How To Make It In Morocco #1
“Make It” is purposefully general. Does it mean to succeed? To survive? To attain wealth? To me, “How To Make It In Morocco” is a set of guidelines for how to get most from your experience here, whether as a tourist, a student, or an expat.
- Embrace Insha’allah culture. Insha’allah is one of Morroco’s most pervasive phrases. It illuminates a deep faith in God, and willingness to take life as it comes. Religious or not, it is important to be a part of the rhythm of your environment. Don’t be in a rush. People are late. Learn to relax. Sit at a Café. Drink your coffee slowly. Let the world turn.
- Be secure in yourself, but accepting of others. Coming from another country, having a different worldview, following a different religion, it can be all too easy to get in an avoidable confrontation. Know who you are, don’t back down, but at all times, remember that cultural exchange is the goal, and that is a two way street.
- Experience living history. Almost every city has an ancient medina just waiting to be explored. Fez is the best place to experience a medieval city still functioning in many of the same ways it was hundreds of years ago. Witness hundreds of artisans perfecting their craft. Wander through ancient covered markets. And of course, take a look at the famous Tanneries.
- Befriend your hanooti. If you decide to stay in Morocco for an extended stay, your corner store hanoot will become more important than any 7-11. Especially if you don’t have a concierge, Your hanooti can become your best friend, someone willing to bear with your lacking darija as you vaguely describe the food you want. He can be an ally against the world, changing your gas tanks, helping with your phone, and explaining local bus routes. Take the time to know his name and where he’s from. Give him a gift for Eid.

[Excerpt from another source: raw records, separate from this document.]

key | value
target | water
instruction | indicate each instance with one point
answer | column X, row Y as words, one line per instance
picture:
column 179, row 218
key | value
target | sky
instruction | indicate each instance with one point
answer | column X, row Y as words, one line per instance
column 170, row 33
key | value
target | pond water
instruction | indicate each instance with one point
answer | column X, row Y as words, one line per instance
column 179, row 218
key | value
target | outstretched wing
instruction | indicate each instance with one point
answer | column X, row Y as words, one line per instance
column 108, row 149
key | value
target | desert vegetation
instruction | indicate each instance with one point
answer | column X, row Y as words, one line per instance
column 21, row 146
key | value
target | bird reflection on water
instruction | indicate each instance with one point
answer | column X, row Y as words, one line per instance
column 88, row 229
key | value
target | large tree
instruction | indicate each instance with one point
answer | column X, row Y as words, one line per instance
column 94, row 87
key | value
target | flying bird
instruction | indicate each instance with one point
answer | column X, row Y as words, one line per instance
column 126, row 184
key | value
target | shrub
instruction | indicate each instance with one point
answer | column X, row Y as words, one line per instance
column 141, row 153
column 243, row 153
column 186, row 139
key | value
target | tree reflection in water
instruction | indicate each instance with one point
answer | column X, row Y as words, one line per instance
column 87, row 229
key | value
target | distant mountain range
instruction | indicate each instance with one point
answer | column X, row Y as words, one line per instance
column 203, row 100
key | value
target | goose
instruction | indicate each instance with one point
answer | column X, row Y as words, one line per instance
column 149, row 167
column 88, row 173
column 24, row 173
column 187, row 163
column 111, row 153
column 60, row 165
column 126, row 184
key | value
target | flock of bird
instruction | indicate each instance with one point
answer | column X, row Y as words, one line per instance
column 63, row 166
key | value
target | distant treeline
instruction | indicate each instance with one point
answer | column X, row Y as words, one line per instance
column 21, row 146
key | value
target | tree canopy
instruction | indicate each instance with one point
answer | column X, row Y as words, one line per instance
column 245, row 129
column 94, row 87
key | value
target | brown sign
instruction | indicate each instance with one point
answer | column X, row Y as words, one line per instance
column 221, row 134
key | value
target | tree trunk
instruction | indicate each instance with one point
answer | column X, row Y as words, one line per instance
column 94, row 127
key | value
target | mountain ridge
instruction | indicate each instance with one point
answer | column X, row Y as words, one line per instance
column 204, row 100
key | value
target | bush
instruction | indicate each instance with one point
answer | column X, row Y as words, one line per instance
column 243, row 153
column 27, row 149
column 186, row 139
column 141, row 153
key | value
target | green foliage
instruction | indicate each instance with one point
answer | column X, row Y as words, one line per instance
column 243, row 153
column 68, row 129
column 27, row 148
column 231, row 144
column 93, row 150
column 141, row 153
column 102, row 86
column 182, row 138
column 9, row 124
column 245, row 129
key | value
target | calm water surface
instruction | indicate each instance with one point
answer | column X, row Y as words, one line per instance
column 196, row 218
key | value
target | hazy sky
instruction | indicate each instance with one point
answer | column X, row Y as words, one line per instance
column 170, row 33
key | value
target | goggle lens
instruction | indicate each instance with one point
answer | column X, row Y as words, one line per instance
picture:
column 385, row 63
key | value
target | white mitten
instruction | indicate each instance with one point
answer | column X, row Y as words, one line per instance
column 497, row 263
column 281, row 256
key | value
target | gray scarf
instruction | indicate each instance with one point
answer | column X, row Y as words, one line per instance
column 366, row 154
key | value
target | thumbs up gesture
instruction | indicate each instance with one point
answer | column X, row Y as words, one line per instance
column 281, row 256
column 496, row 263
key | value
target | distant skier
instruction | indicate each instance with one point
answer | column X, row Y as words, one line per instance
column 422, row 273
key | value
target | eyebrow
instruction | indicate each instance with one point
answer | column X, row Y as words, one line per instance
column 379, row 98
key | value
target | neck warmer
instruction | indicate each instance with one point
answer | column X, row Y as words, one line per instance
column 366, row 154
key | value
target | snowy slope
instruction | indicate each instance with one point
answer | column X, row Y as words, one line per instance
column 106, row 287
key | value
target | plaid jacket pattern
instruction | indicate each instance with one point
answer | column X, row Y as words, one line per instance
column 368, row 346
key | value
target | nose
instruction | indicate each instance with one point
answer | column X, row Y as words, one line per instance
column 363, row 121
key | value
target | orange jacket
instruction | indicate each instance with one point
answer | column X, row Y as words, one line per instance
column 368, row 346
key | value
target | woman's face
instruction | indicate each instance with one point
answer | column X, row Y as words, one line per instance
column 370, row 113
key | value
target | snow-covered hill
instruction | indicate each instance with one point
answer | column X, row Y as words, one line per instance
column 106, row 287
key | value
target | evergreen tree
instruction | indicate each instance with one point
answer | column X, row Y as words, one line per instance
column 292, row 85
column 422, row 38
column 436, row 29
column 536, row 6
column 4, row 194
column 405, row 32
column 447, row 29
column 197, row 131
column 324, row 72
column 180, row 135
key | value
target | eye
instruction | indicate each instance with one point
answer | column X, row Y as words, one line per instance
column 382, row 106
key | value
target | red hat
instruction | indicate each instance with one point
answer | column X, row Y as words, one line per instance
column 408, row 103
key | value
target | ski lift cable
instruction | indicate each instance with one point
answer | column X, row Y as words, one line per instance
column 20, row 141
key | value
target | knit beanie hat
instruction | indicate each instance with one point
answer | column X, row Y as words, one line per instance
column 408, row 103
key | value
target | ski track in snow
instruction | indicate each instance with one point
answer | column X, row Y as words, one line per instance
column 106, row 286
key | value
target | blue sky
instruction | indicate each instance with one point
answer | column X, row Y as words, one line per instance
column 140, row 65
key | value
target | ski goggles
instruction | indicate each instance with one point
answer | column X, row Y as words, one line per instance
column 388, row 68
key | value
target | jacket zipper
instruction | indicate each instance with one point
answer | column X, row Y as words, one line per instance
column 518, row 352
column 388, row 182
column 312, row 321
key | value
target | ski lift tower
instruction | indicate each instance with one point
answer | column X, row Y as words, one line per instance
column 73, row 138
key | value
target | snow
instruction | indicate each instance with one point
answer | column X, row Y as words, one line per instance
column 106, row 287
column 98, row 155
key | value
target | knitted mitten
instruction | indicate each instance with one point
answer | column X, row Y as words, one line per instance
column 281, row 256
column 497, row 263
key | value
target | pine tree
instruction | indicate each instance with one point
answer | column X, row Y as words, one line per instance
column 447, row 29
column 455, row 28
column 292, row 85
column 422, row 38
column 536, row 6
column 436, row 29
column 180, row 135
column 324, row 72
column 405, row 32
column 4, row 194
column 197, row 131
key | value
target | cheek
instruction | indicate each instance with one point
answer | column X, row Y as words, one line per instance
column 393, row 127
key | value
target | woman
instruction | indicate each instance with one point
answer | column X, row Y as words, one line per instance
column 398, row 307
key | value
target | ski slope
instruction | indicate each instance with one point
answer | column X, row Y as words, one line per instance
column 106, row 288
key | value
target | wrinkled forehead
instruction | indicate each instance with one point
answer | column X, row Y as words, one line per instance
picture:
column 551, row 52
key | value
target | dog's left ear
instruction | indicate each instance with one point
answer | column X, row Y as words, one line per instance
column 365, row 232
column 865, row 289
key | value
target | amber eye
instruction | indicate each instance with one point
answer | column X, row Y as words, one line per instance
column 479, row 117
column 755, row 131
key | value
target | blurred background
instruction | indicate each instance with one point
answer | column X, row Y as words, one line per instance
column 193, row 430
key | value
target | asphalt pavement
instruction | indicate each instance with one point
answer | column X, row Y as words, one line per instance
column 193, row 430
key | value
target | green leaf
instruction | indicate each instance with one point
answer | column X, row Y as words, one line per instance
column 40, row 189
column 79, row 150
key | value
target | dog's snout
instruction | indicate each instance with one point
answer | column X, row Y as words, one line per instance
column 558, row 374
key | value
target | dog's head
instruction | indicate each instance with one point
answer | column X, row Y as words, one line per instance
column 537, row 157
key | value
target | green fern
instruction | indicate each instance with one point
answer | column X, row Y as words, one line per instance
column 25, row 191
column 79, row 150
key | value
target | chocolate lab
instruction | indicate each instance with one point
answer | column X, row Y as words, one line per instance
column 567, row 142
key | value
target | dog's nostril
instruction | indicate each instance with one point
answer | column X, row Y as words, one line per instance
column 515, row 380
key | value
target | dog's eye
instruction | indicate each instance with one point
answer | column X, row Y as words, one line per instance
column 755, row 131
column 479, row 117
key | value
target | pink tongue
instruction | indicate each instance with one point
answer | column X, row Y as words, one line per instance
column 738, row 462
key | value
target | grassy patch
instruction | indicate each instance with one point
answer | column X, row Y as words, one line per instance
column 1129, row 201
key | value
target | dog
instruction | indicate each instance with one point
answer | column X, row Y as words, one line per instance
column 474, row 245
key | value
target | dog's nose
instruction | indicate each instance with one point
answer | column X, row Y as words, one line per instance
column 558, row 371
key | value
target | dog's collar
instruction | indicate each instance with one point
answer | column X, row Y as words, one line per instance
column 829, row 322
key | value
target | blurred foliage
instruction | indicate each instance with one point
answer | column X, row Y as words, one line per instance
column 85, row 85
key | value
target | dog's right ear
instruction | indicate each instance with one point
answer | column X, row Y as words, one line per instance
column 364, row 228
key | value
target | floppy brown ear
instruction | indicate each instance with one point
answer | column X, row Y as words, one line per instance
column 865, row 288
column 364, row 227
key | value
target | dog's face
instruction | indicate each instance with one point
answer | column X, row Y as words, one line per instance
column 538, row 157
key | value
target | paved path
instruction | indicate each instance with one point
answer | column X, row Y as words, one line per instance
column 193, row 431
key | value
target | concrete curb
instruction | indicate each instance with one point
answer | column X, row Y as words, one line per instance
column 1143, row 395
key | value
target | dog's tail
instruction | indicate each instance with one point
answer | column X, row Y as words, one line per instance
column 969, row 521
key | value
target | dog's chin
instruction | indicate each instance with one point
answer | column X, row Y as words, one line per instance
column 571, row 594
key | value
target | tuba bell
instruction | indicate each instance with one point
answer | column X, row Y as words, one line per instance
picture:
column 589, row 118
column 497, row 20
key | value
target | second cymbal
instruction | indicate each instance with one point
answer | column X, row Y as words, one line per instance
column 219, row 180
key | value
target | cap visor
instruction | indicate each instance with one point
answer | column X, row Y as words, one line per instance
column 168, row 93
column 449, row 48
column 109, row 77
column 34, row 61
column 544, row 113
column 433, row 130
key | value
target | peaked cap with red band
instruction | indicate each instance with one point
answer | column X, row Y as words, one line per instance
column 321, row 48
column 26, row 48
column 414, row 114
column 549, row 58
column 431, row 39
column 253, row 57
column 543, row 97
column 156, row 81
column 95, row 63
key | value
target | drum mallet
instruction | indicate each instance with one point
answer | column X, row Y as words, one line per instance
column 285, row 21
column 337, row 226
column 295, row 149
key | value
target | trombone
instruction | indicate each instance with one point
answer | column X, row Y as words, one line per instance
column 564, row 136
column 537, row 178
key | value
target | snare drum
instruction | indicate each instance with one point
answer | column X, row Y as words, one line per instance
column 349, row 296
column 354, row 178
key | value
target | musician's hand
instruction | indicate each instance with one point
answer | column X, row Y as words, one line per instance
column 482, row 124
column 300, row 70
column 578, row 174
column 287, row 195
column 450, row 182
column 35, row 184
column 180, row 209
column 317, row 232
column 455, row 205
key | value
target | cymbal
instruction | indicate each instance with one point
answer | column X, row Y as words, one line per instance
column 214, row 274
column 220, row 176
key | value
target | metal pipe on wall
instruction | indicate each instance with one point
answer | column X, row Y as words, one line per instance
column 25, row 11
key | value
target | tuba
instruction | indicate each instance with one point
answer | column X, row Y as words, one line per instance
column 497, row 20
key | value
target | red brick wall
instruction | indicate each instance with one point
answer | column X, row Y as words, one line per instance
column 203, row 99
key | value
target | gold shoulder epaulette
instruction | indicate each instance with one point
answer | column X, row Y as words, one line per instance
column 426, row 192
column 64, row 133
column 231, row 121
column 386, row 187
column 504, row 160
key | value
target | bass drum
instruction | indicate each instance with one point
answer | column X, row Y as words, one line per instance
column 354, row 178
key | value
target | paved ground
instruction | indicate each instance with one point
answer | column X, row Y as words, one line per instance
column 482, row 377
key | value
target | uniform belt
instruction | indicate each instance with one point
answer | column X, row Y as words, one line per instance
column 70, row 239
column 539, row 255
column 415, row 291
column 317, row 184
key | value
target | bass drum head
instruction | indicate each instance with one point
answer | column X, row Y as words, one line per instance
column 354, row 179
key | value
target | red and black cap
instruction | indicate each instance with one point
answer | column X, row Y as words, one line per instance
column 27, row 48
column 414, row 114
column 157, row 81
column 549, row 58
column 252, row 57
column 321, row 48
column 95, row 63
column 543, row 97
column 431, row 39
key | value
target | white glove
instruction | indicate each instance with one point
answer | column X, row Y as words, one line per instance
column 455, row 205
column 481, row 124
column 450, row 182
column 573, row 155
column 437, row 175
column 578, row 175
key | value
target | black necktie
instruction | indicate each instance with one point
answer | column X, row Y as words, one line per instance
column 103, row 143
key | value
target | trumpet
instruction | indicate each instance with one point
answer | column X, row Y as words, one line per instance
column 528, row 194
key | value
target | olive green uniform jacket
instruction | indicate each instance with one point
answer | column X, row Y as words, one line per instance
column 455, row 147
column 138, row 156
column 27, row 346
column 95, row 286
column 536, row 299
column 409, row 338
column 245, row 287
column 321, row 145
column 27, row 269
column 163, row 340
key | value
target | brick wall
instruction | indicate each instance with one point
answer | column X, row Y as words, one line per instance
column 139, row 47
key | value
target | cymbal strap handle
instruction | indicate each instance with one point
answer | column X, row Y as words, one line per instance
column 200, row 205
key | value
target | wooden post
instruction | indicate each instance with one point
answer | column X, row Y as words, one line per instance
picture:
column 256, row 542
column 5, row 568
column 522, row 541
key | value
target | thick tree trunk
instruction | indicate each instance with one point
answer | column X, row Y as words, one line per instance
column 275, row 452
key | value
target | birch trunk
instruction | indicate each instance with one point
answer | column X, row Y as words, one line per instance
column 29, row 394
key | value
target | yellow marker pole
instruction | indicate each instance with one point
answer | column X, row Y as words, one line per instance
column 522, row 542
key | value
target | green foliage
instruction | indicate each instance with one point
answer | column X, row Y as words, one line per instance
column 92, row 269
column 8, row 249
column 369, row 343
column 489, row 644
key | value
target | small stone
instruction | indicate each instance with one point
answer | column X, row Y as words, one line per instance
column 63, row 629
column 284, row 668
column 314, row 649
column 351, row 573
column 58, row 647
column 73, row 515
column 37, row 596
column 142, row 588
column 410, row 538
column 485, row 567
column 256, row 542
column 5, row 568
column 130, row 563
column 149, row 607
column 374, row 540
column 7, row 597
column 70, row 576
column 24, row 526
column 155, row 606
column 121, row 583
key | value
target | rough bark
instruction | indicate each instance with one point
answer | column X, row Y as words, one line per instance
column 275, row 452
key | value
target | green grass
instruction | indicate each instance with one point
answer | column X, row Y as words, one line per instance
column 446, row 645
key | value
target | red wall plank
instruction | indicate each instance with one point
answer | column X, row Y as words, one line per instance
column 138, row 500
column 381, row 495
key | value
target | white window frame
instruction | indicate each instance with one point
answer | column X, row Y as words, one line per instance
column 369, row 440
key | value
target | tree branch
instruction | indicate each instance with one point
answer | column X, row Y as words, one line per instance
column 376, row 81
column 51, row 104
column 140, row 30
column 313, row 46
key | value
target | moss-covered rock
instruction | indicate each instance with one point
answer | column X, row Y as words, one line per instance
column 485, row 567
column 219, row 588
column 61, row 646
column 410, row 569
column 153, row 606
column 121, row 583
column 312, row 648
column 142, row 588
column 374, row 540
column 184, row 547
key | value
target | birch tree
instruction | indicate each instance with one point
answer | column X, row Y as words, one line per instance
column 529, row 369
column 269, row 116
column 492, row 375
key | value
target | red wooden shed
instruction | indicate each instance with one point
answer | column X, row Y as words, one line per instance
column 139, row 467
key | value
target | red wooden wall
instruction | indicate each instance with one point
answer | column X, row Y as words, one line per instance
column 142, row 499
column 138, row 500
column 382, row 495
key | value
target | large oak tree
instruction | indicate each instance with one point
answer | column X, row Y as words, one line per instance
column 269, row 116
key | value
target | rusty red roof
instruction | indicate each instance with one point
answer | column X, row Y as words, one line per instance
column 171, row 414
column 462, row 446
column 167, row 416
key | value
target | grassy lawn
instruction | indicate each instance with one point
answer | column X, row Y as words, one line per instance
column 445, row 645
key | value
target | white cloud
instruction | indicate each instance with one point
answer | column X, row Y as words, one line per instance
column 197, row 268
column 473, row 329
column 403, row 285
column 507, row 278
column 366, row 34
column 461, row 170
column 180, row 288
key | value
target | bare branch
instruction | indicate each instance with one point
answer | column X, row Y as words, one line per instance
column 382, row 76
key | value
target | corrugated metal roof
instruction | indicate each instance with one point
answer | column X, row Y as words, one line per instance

- Discover the wonder of the public Hamam. It may not compare to your $300 rotating/pulsating shower head back in America, but it makes up for it authenticity and an amazing sense of community. Make sure to come prepared. Bring your own soap and scrub pad. Treat yourself and get a full rubdown. Dirt and skin will come off that you never knew was there. You’ll come out looking and feeling fresh as a baby.
- Remain connected. Get Wifi for your apartment and never look back. It’s more than worth it. Skype with home. Stream live sports. Watch your favorite show. At times it can be difficult to be abroad; give your self a chance to feel at home even if you are thousands of miles away. The online world is unleashed once you abandon cheap satellite internet.
- Embrace public transportation. Petite taxis are nice, and they seem cheap at first, but if you start to rely only on them, your pockets will take a real hit. Take the bus. Ride the tram if you can. Hop in a grand taxi if you need to. More public forms of transportation give you a chance to interact with the real pulse of a city.
- Abandon the grocery store. If you are looking for the freshest (and cheapest) produce, the grocery store is the wrong place to go. Explore your local medina to find a vendor you trust. Go to the souk and marvel at the variety of foods you have never seen before. Take a chance and make a new friend. The deals will soon follow. If you don’t know what something is, ask, and then buy it anyway. There’s always time to try something new.
- Take a chance exploring a non-tourist city. Avoid well worn paths to find a Morocco wholly different from Marrakech and Fez. Try out Tétouan. Spend a day in Salé. Experience Larache. In doing so, you avoid the hassle of more popular destinations, giving yourself the opportunity to wander through a city’s nooks and crannies at your own pace.
- Wander in the desert. It's a place where time stops and the sand erases your footprints. Wake up early and witness the sunrise of your life. At night, take time to marvel at the stars. You’ll feel small, yet connected to this world in ways you'd never imagine.